Memorising = overfitting.
Large neural networks are tendent to overfit. And that is to be avoided.
Trade off between model and data
Regularization: to change data in a way that aids in avoiding overfitting.
flatten can be used on data that is flattend, but is not necesary.
When overfitting, it is because it has the capcit to fit disturbance patterns in the data (which is random noice). It will make the model perform worse.
The simplest way to avoid overfitting is to se a simple model. It can still happen, but there is less options to do so.
Large models have the potential to perform better when not overfitted.
Validation data as tool to detect overfitting
Vanishing gradient leads to weights of zero and small results.
Exploding gradient leads to infinite weights and large results.
Early stopping is stopping the model when it’s posible to tell that the model started stagnate.
Weight regulariztion as tool to improve generalization
Weight is hard to regularize, as it can only be optimized through trial and error.
Weight reularization can be done with weight.

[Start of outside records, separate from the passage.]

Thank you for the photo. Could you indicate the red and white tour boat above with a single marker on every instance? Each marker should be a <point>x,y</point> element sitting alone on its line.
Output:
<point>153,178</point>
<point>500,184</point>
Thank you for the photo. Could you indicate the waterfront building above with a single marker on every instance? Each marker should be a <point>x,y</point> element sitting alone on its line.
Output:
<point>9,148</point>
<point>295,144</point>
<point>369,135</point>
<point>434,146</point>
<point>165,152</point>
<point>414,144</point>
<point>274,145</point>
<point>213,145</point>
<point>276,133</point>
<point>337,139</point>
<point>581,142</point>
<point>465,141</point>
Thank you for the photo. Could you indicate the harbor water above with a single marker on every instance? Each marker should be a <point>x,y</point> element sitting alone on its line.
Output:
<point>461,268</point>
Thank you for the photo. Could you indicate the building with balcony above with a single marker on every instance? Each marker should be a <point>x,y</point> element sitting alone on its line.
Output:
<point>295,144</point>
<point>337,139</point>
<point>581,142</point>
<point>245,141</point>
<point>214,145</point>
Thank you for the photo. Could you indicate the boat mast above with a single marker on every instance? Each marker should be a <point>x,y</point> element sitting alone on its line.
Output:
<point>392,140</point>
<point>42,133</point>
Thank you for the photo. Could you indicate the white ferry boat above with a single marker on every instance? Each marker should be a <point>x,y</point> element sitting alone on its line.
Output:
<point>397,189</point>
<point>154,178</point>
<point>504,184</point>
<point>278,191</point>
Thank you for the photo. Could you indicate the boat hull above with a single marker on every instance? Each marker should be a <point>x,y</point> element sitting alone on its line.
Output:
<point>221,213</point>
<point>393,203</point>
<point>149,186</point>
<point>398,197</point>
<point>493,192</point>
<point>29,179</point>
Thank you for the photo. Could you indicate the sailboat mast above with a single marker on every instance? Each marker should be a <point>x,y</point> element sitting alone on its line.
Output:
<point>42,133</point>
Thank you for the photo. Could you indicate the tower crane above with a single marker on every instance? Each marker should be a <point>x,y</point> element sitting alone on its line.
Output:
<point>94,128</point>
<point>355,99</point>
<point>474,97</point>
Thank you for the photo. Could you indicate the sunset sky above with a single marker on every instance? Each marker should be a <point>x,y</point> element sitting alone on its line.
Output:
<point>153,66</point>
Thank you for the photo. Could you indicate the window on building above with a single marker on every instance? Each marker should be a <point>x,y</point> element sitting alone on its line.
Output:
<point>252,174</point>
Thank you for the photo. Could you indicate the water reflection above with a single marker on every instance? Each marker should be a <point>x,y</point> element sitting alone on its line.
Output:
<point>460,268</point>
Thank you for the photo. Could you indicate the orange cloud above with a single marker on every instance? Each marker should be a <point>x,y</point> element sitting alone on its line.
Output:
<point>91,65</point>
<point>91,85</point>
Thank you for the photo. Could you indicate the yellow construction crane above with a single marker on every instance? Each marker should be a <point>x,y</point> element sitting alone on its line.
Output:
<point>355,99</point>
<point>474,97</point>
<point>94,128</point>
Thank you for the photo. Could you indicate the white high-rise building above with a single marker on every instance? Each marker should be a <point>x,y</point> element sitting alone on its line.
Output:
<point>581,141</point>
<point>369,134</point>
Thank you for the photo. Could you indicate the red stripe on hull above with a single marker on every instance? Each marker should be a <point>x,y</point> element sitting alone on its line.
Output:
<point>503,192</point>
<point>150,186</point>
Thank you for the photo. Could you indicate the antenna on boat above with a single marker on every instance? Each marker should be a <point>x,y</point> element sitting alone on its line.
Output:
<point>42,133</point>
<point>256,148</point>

This is done by shinkage. Weights for poor classifiers are set to 0.
Weight regulariation can be done with l1 and l2.
Weight initialization can also be uses. Which is to adjust weights before training start.

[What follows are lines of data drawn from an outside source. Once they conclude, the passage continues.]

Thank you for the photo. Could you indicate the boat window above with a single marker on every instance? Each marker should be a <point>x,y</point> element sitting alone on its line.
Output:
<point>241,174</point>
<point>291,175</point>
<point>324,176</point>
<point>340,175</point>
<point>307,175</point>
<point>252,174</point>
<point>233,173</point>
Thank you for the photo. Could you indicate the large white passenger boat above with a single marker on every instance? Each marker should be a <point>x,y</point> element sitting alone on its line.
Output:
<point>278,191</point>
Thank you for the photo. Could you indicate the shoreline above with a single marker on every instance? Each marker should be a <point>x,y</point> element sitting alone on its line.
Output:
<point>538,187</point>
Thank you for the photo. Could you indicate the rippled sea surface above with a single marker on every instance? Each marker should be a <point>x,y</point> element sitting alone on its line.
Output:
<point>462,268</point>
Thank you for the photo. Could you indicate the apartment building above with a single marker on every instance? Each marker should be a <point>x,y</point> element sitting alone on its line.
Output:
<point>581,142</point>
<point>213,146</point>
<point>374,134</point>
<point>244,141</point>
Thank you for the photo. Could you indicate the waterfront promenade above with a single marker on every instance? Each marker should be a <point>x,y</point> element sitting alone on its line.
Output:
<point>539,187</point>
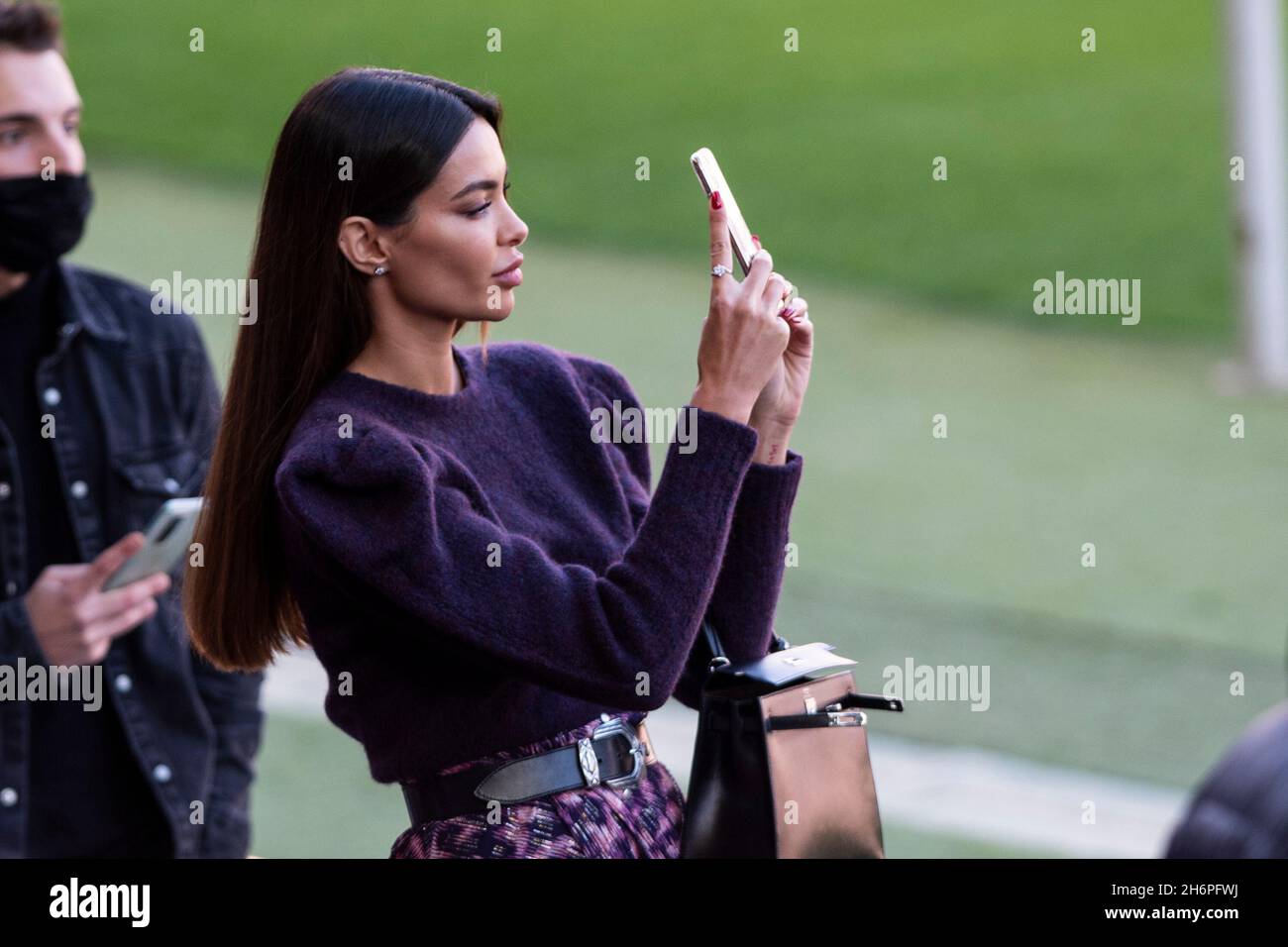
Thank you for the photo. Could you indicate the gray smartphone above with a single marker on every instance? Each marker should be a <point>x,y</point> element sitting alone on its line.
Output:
<point>165,541</point>
<point>711,178</point>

Dropout as tool to improve generalization
Dropout can be used to reguralize by removing some connections at a given layer. It introduces noice and limits the potential of hidden nodes to co-addapt.
Batch normalization as tool to improve training and generalization
Batch normalization is good to implement before dropout. This will be discoused later.
Normalizing can help not only at the input layer, but at every layer. Batch normalizion is an option to do that.
It does have some drawbacks. It reqires a slow learning rate, carefull initialization and it may saturate non-linearties by making gradients.
γ and B (the betta) introduces bias, but since they are trainable, they can be optimized. Ecentialy noice is introduced only to be further reduced.
Batch normalization is allmost allways a good idea.
Small batch sizes don’t allways work so well – especially batch sizes of 1. To large batch sizes might introduce other problems too.
It does require somewhat high computeational power.
Batch normilization works well with other methods of normilization. Usually dropout.
Data augmentation
With a set of data, eg. images, especially a small sample, the data can be transormed in some degree to be computated as new data.
This could be done by rotating, asdjusting colors, fliping and introduce noice to the pictures.
Augmentation will add a lot more data to the dataset.